Przekroczenia norm w porze nocnej:
Najwyższa Izba Kontroli zleciła pomiary hałasu Instytutowi Ochrony Środowiska - Państwowemu Instytutowi Badawczemu. To jednostka podległa Ministerstwu Środowiska. Do urzędów, instytucji i NIK wpłynęło 1,3 tys. skarg na hałas. Mieszkańcy wskazali 68 miejsc przy autostradzie, gdzie ich zdaniem jest za głośno. Instytut wybrał 14 lokalizacji, gdzie przeprowadził badania.
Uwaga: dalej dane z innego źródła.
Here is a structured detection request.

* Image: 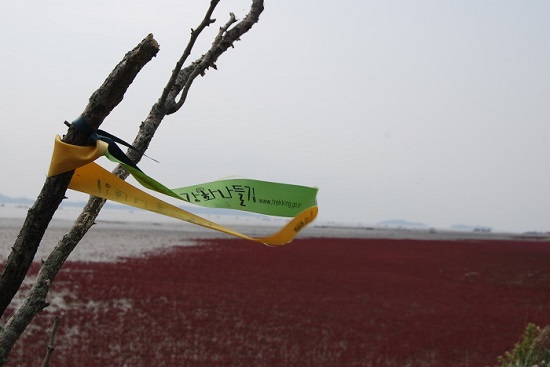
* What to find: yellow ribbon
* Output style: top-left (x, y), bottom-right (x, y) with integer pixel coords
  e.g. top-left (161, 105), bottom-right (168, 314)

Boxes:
top-left (48, 135), bottom-right (109, 177)
top-left (48, 136), bottom-right (318, 246)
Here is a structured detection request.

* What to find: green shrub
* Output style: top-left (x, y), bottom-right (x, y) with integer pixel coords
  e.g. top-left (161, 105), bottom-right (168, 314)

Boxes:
top-left (498, 324), bottom-right (550, 367)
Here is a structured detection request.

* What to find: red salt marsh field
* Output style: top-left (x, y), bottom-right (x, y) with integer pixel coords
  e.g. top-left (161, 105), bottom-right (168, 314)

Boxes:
top-left (7, 238), bottom-right (550, 367)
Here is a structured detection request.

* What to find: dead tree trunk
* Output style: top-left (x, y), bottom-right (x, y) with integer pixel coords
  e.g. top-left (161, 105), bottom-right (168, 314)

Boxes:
top-left (0, 35), bottom-right (158, 315)
top-left (0, 0), bottom-right (264, 365)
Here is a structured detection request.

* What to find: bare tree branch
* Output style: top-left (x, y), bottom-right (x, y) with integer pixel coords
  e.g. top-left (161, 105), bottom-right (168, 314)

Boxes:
top-left (0, 0), bottom-right (263, 365)
top-left (0, 35), bottom-right (159, 365)
top-left (42, 316), bottom-right (59, 367)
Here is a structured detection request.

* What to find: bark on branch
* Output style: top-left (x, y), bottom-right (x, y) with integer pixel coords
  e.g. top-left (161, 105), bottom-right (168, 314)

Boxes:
top-left (0, 0), bottom-right (264, 365)
top-left (0, 35), bottom-right (159, 364)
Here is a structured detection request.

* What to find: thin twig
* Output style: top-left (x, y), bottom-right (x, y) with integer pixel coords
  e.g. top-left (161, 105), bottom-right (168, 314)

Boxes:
top-left (42, 316), bottom-right (59, 367)
top-left (158, 0), bottom-right (220, 106)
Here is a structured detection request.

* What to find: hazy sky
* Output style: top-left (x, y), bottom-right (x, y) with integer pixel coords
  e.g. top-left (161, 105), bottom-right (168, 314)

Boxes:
top-left (0, 0), bottom-right (550, 231)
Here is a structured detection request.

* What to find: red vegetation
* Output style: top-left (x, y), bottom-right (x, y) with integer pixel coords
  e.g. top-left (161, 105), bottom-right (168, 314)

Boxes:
top-left (7, 239), bottom-right (550, 367)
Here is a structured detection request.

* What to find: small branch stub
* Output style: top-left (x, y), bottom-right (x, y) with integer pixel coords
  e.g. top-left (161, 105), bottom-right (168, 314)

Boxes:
top-left (42, 316), bottom-right (59, 367)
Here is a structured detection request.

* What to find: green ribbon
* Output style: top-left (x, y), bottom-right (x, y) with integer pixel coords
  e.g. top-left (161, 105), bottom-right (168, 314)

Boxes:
top-left (105, 151), bottom-right (318, 217)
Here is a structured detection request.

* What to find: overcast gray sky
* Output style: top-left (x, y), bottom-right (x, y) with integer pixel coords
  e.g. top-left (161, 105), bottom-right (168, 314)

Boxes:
top-left (0, 0), bottom-right (550, 231)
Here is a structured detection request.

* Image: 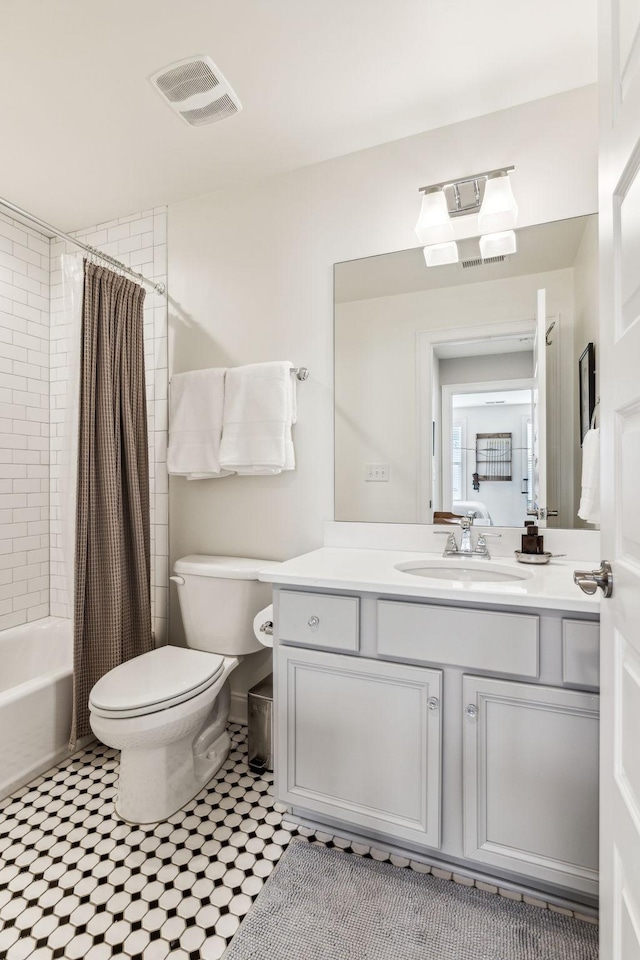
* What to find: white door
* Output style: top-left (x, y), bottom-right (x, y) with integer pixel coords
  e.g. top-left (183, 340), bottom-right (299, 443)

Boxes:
top-left (276, 645), bottom-right (442, 847)
top-left (596, 0), bottom-right (640, 960)
top-left (532, 290), bottom-right (547, 527)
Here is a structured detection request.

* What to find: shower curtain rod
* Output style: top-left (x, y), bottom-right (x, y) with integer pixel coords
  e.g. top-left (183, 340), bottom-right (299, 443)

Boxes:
top-left (0, 197), bottom-right (166, 296)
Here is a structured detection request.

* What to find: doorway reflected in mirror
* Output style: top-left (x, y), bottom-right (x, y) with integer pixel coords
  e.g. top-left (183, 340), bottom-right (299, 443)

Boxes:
top-left (335, 215), bottom-right (598, 528)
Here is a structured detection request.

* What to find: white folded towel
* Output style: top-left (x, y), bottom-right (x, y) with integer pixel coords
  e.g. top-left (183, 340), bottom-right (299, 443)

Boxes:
top-left (578, 427), bottom-right (600, 523)
top-left (167, 367), bottom-right (229, 480)
top-left (220, 360), bottom-right (296, 475)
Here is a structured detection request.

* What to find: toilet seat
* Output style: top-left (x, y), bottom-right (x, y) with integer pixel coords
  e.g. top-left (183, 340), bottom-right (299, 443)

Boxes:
top-left (89, 646), bottom-right (225, 719)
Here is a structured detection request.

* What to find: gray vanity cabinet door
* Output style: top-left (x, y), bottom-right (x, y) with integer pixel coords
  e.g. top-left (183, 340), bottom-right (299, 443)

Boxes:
top-left (276, 646), bottom-right (442, 847)
top-left (463, 676), bottom-right (599, 894)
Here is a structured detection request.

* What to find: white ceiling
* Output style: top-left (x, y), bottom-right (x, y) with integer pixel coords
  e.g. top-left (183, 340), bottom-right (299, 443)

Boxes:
top-left (0, 0), bottom-right (597, 229)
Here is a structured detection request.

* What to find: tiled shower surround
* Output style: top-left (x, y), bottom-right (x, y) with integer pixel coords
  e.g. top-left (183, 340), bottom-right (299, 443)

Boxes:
top-left (50, 207), bottom-right (169, 643)
top-left (0, 207), bottom-right (169, 643)
top-left (0, 213), bottom-right (49, 630)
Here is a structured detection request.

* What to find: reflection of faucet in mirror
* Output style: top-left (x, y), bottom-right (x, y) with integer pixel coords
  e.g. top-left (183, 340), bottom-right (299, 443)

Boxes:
top-left (434, 517), bottom-right (502, 560)
top-left (335, 216), bottom-right (598, 527)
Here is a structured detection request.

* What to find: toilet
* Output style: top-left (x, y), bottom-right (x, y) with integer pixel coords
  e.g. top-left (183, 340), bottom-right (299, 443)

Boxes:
top-left (89, 555), bottom-right (277, 823)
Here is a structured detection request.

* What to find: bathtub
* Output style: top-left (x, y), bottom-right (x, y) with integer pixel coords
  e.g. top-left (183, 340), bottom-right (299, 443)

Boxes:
top-left (0, 617), bottom-right (73, 799)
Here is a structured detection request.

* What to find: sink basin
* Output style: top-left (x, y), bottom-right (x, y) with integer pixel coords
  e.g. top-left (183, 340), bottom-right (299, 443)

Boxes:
top-left (396, 559), bottom-right (533, 583)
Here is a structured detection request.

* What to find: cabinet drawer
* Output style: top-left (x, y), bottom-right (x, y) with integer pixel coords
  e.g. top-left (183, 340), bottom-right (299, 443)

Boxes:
top-left (562, 620), bottom-right (600, 687)
top-left (278, 590), bottom-right (360, 651)
top-left (378, 600), bottom-right (539, 678)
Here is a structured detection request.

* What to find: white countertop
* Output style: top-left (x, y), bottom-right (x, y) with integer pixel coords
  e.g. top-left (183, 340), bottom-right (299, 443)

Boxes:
top-left (260, 547), bottom-right (600, 615)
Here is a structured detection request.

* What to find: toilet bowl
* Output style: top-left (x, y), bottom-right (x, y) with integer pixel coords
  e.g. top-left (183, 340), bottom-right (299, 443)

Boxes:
top-left (89, 555), bottom-right (276, 823)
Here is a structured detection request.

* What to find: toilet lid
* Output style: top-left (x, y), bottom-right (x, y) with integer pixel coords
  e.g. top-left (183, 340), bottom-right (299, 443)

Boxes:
top-left (89, 646), bottom-right (224, 716)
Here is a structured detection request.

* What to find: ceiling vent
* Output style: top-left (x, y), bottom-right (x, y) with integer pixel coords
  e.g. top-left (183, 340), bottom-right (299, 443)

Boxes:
top-left (462, 254), bottom-right (506, 270)
top-left (149, 57), bottom-right (242, 127)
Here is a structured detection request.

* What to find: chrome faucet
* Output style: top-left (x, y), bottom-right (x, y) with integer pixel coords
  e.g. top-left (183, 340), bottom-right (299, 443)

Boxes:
top-left (458, 517), bottom-right (473, 556)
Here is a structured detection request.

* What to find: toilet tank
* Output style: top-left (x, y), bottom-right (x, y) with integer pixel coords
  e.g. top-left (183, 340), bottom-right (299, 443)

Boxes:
top-left (171, 554), bottom-right (278, 657)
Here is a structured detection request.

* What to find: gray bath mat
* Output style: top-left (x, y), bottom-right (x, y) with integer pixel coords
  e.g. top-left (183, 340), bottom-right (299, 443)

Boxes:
top-left (224, 840), bottom-right (598, 960)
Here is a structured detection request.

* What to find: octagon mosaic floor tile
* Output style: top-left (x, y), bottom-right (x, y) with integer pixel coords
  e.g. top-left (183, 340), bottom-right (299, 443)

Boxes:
top-left (0, 724), bottom-right (592, 960)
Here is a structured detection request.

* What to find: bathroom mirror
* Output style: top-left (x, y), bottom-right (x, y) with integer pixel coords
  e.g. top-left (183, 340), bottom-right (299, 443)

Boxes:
top-left (334, 214), bottom-right (598, 528)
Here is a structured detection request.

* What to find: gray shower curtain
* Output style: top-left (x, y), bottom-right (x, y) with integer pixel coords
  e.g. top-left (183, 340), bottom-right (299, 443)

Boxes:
top-left (71, 261), bottom-right (153, 744)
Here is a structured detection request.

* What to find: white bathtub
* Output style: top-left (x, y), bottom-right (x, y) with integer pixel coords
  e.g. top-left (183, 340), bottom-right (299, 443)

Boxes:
top-left (0, 617), bottom-right (73, 799)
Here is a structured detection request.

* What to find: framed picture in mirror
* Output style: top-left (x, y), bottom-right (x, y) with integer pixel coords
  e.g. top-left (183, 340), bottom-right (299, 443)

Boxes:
top-left (578, 343), bottom-right (596, 446)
W pięciu przypadkach zanotowano przekroczenie norm w porze nocnej, gdy norma hałasu wynosi 56 dB (decybeli). W tych miejscach zmierzono przekroczenie norm: Natolin (przekroczenie o 2,3 dB), Łódź ul. Feliksińska (1,8 dB, Łódź ul. Giemzowska (1,2 dB), Wola Rakowa ul. Główna (0,3 dB), Łódź ul. Malownicza (0,7 dB).